Education thus has become a means of competition, and the brokers in particular are finding it easy to fill seminar rooms, while at the same time they are adding all manner of virtual classrooms, simulation games, and raw data to their websites. The working objective in doing this is to keep existing customers and perhaps attract new ones, for the entire range of instruments offered, but especially Japanese shares and mutual funds. Brokers and others, including Standard & Poor's, are trying hard to educate the industry and individuals about funds, but the fragmented, small-scale efforts are microscopic relative to the market and its potential.

Mutual funds will be among the favored instruments approved for inclusion in the equivalent of 401(k) accounts. This is one reason why all the city banks rushed to start offering funds to their customers when deregulation made this possible for them and other financial institutions in December 1998. They have not done very well, however, because of unfamiliarity with the product and its marketing. Companies from overseas have been selling funds to Japanese investors directly for a few years, after years of being forced into a subordinate role under the oligopolist brokers and broker-subsidiary investment trust firms. The cost and difficulty of building a retail base are major deterrents, and the brokers and banks have the brand and the customers, but also need products. Fidelity, no newcomer to Japan, will sell funds directly to Japanese, but has done well in large part by selling through Nomura. And Fidelity scored a strategic coup by arranging for 23 banks to sell its funds. Jardine Fleming sells through nine banks, brokers, and insurers. Companies like these two, with a wide range of funds, a good track record, and in-Japan experience, are likely to do well-at least to a point-by working through Japanese institutions.
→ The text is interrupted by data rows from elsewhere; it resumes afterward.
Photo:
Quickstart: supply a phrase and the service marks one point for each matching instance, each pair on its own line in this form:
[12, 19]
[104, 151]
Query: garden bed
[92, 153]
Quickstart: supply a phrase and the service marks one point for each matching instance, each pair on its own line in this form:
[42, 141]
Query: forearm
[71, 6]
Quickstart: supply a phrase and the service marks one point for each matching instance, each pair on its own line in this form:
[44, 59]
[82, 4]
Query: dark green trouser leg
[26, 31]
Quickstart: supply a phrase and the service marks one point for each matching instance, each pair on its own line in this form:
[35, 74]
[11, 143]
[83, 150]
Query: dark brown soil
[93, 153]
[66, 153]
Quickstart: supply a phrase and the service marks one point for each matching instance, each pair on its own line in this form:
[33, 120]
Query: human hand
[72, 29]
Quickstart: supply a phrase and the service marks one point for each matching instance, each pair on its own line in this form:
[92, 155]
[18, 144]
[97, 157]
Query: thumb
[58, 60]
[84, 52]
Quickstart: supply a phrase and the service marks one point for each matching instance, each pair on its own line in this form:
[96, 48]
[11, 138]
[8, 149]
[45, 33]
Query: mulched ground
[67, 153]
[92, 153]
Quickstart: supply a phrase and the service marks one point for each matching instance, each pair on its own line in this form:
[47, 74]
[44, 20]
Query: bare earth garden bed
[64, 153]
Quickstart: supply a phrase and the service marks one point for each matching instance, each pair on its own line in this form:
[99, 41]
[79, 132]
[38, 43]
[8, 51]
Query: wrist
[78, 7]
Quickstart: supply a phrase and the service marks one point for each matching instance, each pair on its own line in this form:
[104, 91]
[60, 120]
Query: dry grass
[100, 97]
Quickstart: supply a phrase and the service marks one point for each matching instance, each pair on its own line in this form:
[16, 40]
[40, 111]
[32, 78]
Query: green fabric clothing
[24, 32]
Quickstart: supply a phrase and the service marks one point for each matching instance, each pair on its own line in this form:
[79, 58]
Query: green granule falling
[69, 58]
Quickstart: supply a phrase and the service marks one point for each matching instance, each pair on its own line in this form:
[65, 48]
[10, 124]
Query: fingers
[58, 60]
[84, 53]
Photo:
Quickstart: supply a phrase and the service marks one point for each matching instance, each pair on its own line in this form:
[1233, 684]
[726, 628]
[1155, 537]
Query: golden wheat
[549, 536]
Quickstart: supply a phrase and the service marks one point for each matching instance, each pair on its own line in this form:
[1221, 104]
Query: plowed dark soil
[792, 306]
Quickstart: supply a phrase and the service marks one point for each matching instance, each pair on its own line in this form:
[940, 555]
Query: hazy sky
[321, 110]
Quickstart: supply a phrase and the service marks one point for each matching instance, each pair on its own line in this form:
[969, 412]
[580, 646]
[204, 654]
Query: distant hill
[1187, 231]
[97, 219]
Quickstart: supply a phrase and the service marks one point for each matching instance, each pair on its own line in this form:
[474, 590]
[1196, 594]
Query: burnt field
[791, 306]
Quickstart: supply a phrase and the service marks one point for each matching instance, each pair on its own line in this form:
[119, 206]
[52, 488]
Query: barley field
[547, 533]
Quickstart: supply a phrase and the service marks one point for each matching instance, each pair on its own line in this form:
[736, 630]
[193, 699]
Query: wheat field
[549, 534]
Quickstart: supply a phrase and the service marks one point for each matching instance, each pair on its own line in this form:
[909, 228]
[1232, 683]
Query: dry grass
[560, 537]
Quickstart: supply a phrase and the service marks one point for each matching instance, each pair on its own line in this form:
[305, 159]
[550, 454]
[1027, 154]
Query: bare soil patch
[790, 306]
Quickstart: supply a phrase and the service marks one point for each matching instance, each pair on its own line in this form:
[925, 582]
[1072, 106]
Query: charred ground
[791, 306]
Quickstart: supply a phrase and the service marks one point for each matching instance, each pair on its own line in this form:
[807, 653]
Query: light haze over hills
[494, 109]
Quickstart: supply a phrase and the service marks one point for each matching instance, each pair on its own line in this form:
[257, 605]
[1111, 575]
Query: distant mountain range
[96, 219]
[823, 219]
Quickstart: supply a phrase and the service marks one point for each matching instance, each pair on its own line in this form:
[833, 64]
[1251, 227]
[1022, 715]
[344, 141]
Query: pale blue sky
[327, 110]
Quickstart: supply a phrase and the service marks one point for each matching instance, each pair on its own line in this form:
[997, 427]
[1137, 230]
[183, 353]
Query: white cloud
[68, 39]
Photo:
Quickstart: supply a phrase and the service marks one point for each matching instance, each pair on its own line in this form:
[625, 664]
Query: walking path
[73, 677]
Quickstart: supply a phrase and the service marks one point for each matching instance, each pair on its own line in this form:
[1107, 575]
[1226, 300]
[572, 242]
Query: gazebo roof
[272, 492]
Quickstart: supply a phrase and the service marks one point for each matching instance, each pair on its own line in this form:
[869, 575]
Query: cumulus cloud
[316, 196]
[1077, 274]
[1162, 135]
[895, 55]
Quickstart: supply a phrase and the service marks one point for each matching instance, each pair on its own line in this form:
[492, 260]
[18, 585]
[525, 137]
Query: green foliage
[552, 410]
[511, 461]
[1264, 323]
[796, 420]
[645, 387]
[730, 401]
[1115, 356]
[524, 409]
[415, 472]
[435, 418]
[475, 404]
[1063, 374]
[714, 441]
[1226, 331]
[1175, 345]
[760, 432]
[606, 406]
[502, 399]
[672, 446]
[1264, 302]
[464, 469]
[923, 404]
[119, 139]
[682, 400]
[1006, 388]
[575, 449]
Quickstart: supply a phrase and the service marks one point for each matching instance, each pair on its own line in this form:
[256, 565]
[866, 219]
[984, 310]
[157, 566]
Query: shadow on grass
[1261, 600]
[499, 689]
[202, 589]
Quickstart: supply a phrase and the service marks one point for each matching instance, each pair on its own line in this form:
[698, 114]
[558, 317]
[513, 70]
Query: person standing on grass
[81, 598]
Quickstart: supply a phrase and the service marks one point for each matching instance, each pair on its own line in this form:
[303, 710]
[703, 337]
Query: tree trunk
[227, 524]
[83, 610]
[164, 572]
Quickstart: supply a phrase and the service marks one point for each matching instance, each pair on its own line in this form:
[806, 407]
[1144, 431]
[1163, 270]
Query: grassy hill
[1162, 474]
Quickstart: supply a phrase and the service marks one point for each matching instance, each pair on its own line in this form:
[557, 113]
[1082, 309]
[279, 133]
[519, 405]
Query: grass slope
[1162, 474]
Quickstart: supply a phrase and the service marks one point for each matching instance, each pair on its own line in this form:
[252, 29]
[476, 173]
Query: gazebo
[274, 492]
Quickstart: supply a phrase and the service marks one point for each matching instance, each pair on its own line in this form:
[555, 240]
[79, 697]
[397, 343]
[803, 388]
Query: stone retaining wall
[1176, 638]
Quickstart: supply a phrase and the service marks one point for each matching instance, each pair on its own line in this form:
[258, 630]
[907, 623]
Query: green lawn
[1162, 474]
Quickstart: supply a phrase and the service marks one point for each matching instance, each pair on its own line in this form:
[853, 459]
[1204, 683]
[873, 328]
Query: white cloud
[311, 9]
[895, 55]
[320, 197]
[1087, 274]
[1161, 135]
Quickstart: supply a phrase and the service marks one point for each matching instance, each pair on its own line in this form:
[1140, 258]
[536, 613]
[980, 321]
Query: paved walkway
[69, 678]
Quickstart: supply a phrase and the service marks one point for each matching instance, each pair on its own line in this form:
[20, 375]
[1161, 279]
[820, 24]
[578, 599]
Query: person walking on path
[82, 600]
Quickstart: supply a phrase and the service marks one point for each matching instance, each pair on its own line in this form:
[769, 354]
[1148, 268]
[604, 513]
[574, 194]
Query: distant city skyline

Overseas companies interested in the busi- ness potential of the Japan market must jump in now, because even while the entire financial sector here is in a state of flux, business relationships with Japanese counterparts have to be made at this time so as to be fully functional when the market opens up and grows. The ultimate issue is, nevertheless, not whether a company is in the market here but whether it is earning a profit. And here there is some danger. The rush into the mutual fund business, propelled by various aspects of financial deregulation, is going to crowd the kitchen with individualistic chefs, to the extent that the guests at their tables will demand that prices (commissions) be slashed. The companies that survive will be those with the best partners or associates here, good brands and fund performance, and a long-term strategy backed by adequate financial resources. As far as potential sales and profits go, however, there are too many danger signals. The biggest danger threatening future profits will be the coming commission war. The biggest of all for market growth is the absence of investment risk consciousness among potential individual purchasers of mutual funds. Even while so much in Japan is changing, few Japanese dare to try to manage their futures. Many restaurants in Japan offer o-makase courses. In keeping with traditional thinking, namely that the server not the customer is king, this is a dinner that the house decides is best for those guests with no capability or interest in making a decision. It seems to be very Japanese after all.